I found the language in the book forced and stilted, as though the translator was literally rendering flowery French in a style to which English speakers are unaccustomed. John J. Cowan, who reviewed the book for Nature (25 March 2004, p. 369), concludes that “Cassé’s writing style, flowery and poetic and full of historical references, makes even the more technical material accessible to the general reader.” So I guess someone likes it—but I don’t. My dictionary gives a definition of “interpellate” as interrupting a European parliamentary debate, but I still don’t know what “interpellated by the telescope” means in Cassé’s book.

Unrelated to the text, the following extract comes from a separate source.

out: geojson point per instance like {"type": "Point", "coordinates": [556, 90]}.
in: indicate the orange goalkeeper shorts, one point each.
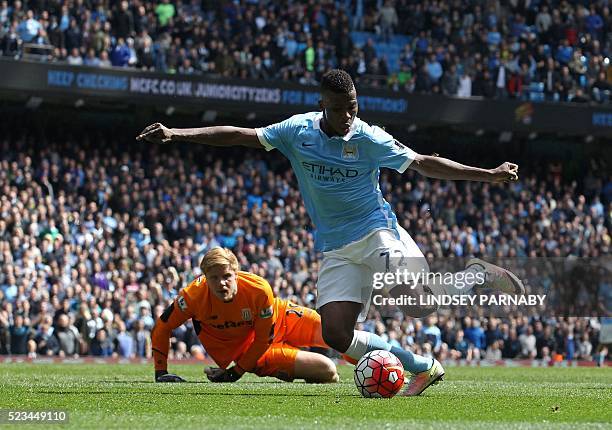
{"type": "Point", "coordinates": [296, 327]}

I also wish that Cassé, his translator, or editors had spelled “Kirchhoff” correctly by adding the second “h” in the name. Furthermore, the French version of the book came out in 2000, before the results of the Wilkinson Microwave Anisotropy Probe; the English version should have been updated to include them. The probe results show that the type of matter that is the subject of this book makes up only about 4% of the contents of the universe, with another 30% or so being dark matter and the remaining 66% in the form of an unknown called “dark energy.”

Other updating in the book should have included the name James Webb Space Telescope , which was mentioned only under its previous name, Next Generation Space Telescope . The current name has been around since 2002. Some results from the European Space Agency’s INTEGRAL gamma-ray telescope, whose 2002 launch is mentioned, should also have been covered in the book. Such omissions make one wonder what else has happened recently in the field. Also, in preparing an English edition, the author or editors should have included other international researchers in the footnotes and additions, not merely the names of French astronomers who work in the field.

In summary, the field of nucleosynthesis is very important, and it is inherently interesting to see how the elements in our universe formed. If you are willing to wade through the unwieldy prose in Stellar Alchemy, you will find a wealth of information about the atoms we are made of.